El artista comprometido con el silencio, con la música callada, deberá desandar el camino de la piedra, con el lenguaje en el que mejor discurra su experiencia de silencio, en el que mejor exprese su experiencia de los bordes del sentido. Pondrá ojos, boca u oídos, donde nos los había.

«Las condiciones del pájaro solitario son cinco: la primera, que se va a lo más alto; la segunda que no sufre compañía, aunque sea de su naturaleza; la tercera, que pone el pico al aire; la cuarta, que no tiene determinado color; la quinta, que canta suavemente. Las cuales ha de tener el alma contemplativa: que se ha de subir sobre las cosas transitorias, no haciendo más caso de ellas que si no fuesen; y ha de ser tan amiga de la soledad y silencio, que no sufra compañía de otra criatura; ha de pner el pico al aire del Espíritu Santo, correspondiendo a sus inspiraciones, para que, haciéndolo así, se haga más digna de su compañía; no ha de tener determinado color, no teniendo determinación en ninguna cosa, sino en lo que es voluntad de Dios; ha de cantar suavemente en la contemplación y amor de su Esposo». Así escribía san Juan de la Cruz en sus Propiedades del pájaro solitario. Otro gran místico, el sufí Suhrawardi, describía un pájaro similar: «todos los colores están en él, pero él es incoloro». Aprender el lenguaje de los pájaros, tarea del místico. El gran ucello de Leonardo da Vinci, vive del aire y, para estar más a salvo, «vuela sobre las nubes y encuentra un aire tan sutil que no puede sostener a los pájaros que lo persiguen».
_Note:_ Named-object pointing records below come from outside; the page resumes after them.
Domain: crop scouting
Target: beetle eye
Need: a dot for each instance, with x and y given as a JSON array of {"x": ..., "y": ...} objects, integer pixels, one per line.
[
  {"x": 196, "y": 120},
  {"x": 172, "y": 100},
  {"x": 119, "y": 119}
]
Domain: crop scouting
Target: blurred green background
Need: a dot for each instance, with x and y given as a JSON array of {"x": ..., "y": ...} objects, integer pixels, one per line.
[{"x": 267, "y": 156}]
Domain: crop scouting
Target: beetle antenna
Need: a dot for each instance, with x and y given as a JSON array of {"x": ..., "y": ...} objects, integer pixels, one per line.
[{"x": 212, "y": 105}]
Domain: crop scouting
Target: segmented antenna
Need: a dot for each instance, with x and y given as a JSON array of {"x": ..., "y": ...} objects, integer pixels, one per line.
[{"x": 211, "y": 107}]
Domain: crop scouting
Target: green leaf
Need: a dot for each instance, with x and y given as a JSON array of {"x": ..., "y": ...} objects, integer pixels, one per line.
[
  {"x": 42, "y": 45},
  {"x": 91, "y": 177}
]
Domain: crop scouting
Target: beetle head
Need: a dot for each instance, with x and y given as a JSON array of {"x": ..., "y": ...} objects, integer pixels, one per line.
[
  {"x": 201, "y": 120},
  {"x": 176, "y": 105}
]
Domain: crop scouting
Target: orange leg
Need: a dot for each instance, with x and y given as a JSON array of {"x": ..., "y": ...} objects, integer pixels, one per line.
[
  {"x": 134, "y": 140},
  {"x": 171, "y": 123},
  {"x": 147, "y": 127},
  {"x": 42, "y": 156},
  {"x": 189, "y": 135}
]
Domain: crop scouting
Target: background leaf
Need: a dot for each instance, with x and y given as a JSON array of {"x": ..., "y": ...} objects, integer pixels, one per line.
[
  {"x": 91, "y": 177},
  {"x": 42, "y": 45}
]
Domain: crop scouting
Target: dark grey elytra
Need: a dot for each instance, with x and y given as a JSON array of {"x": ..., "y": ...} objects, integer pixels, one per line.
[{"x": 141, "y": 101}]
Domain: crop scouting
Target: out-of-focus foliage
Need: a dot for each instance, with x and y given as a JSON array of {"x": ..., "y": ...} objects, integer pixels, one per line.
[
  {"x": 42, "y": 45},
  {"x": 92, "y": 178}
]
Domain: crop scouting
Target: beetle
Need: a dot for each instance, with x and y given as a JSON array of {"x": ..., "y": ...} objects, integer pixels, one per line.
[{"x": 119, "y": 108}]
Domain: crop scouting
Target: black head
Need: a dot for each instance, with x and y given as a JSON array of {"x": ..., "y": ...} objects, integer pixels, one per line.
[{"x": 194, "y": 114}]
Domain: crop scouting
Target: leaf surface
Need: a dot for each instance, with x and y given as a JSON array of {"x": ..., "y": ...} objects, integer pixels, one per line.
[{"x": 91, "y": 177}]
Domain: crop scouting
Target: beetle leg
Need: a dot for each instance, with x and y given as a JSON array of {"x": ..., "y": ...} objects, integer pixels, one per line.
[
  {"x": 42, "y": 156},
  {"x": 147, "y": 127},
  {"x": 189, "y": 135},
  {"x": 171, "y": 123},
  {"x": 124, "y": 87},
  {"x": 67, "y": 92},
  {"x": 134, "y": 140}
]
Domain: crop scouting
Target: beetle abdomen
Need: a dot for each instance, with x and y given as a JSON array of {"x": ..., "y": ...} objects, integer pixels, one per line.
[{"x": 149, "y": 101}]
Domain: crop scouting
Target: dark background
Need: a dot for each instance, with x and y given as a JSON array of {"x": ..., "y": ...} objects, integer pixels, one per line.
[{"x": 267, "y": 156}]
Y nos cuenta Attar en su Conferencia de los pájaros la historia de un largo y penoso viaje, el que deben realizar las aves para llegar hasta el  Simurg, al rey de los pájaros. Un viaje tan largo y difícil como el que otros místicos realizan hacia el corazón de una piedra. Los pájaros peregrinos deben cruzar siete valles para encontrar al Simurg: el valle del Amor, el valle del Entendimiento, el valle de la Separación, el valle de la Unidad, el valle de la Unidad, el valle del Asombro y finalmente, el valle de la Privación y el valle de la Muerte. Los siete valles de Attar, las siete moradas de Teresa de Jesús, los siete palacios de siete moradas del misticismo judío, las siete cabezas de la bestia del Apocalipsis, los siete grados de amor de san Juan de la Cruz que podrían ser siete valles de piedra. Símbolos de una experiencia de unidad.
Y ese símbolo, experiencia mil veces plegada sobre sí misma,  se despliega en la lectura de un poema, en la lectura de un cuadro o en la lectura de una talla de piedra.

El mismo san Juan de la Cruz, que escribió las propiedades del pájaro solitario, dibujó al Cristo en la Cruz, hablando del vuelo con un lenguaje diferente. No se esforzó san Juan por reproducir con realismo la imagen de un cuerpo clavado a una cruz, y, de todas las encarnaciones matéricas del mundo invisible con las que el arte ha dotado al Cristo crucificado -el sufrimiento, el dolor, la soledad o el abandono-, eligió el vuelo.

Al contemplar este dibujo, vuelven a nosotros las propiedades del pájaro solitario, escuchamos casi un aleteo, porque también aquí, hay un pájaro que remonta el vuelo desde el madero.

Pájaro que otro artista talló en piedra, capaz de volar con sus plegadas alas de mármol, y que habla del vuelo místico a través de la reverberación poética.
Porque en el mundo de la mística los libros de piedra que el gigante de la noche traía en su bandeja, y nos ofrecía a examen, eran libros alados también. Porque en ese espacio umbral, espacio indiferenciado en el que cohabitan todas las metáforas, una piedra y un pájaro son la misma cosa.